RS was mostly introduced to overcome some limitations represented by limited operative space and poor visualization of the deep pelvis and the limited degree of freedom of conventional laparoscopy. With specific regard to HSCR, the major strength of RS is the possibility to perform an extended seromuscular dissection thanks to a better 3D visualization of robotic camera and to the degrees of freedom of robotic instruments that allows an ideal identification and dissection of submucosa. These advantages are well evident if we compare RS either with laparoscopic surgery or with conventional open laparotomic surgery in a limited working space such as that of the deep pelvis. An extensive intra-abdominal seromuscular dissection affects the need for a far less extensive transanal dissection and may potentially reduce the risk for complications related to the perineal surgical step. Reduced sphincters stretching and endorectal dissection are required compared to conventional laparoscopic surgery. Easier seromuscular dissection is performed down to 2–3 cm above the pectinate line compared to conventional laparotomic surgery.

This aspect becomes crucial in adults or older children as this subset of patients with HSCR requires the longest and most difficult endorectal transanal dissection.
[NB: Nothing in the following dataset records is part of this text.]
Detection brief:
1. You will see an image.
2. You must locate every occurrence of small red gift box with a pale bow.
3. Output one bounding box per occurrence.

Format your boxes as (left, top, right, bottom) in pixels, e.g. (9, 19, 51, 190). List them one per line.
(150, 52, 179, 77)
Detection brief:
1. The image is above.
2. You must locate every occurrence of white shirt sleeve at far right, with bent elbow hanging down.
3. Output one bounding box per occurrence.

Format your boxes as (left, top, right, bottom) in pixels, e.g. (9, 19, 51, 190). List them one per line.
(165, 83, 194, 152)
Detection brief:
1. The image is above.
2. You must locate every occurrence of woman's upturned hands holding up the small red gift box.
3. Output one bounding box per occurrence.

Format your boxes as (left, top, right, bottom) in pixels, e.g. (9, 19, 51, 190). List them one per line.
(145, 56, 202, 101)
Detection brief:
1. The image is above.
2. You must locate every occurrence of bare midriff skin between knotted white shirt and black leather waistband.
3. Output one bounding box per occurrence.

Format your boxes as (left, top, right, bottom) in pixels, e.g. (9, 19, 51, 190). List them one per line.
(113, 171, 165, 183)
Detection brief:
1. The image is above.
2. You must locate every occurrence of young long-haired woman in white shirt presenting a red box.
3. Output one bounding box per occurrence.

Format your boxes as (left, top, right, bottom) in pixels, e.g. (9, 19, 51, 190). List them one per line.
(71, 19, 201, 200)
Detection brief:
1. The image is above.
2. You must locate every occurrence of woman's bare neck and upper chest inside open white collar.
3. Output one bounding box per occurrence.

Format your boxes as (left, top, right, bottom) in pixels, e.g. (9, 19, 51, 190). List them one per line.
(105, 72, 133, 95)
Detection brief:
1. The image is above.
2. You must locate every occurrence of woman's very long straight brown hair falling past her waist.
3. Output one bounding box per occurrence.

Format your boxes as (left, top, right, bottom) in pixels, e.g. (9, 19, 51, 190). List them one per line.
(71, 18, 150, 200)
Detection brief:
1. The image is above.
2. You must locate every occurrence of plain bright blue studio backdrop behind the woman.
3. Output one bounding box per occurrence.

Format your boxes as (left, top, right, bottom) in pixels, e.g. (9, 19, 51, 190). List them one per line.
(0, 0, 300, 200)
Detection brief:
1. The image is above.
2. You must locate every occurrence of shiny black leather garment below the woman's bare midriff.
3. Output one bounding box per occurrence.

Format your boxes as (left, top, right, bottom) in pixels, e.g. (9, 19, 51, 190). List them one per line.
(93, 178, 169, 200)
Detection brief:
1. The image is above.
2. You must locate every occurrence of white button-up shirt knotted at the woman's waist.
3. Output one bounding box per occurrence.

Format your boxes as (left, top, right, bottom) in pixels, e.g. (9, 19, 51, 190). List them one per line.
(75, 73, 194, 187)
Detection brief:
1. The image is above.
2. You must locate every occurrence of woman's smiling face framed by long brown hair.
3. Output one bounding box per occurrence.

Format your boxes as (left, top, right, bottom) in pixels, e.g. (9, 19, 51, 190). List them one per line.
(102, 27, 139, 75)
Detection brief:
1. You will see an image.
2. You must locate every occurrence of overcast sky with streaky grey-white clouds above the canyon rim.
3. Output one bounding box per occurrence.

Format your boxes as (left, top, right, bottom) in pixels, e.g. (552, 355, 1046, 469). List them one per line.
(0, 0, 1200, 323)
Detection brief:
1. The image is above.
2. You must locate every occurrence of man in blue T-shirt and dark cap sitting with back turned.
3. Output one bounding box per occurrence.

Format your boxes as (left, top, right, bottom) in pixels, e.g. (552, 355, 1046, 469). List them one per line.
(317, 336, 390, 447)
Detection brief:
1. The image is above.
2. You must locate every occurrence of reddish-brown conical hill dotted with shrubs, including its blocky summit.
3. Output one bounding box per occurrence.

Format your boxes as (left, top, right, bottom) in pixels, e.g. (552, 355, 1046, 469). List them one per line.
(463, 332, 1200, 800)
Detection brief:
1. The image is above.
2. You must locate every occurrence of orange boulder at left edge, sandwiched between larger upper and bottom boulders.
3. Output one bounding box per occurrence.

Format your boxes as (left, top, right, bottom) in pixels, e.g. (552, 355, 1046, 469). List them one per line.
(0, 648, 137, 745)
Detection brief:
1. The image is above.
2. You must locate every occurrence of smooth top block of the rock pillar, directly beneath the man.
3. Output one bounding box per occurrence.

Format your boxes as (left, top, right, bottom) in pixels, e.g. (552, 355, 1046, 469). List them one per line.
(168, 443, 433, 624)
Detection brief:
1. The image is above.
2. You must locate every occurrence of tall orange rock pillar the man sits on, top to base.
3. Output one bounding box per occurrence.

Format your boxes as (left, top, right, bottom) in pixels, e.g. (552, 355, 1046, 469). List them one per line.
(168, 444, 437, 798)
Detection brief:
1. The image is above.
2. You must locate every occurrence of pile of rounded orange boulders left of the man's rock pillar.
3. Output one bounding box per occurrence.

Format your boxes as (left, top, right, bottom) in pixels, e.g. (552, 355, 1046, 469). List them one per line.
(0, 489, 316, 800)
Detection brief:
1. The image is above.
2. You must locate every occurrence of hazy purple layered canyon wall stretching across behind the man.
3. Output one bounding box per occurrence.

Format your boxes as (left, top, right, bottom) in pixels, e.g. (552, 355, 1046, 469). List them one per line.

Those patients have a higher likelihood of developing continence issues in the long term unless a short rectal aganglionosis is left in place with subsequent symptoms recurrence or persistence. In case of radical treatment, older patients will experience the highest risk of continence issues after a TERPT either laparoscopic assisted or not. This issue is confirmed by a number of authors proposing posterior dissection (i.e., Duhamel approach) for the treatment of HSCR in adults. Nonetheless, Rintala and Pakarinen ¹⁴ in a wide literature review reported a measure of continence impairment ranging between 35% and 55% in adults who underwent a Duhamel procedure in infancy thus suggesting that this procedure cannot be considered safer or more effective than ERPT either in children or adults.

Even though recently Rickey et al. reported a robot-assisted Soave procedure in a young adult, ¹⁵ the authors did not describe a true Soave procedure but a robot-assisted Georgeson procedure without seromuscular intracorporeal dissection, as originally reported by Franco Soave in 1964. Our proposed robotic Soave has never been reported so far. It proved to be feasible and safe in older patients with Hirschsprung disease. Although based on a small case series and a relatively short follow-up, our encouraging results suggest that RS may play a role in the treatment of older patients with HSCR. Nonetheless, we believe that robotic Soave procedure is feasible only in highly specialized referring centers dealing with HSCR with advanced laparoscopic skills.

Further studies on long-term functional outcome are required to confirm effectiveness, safety, and reproducibility of this robotic approach and possibly determine its superiority over conventional laparoscopic procedures.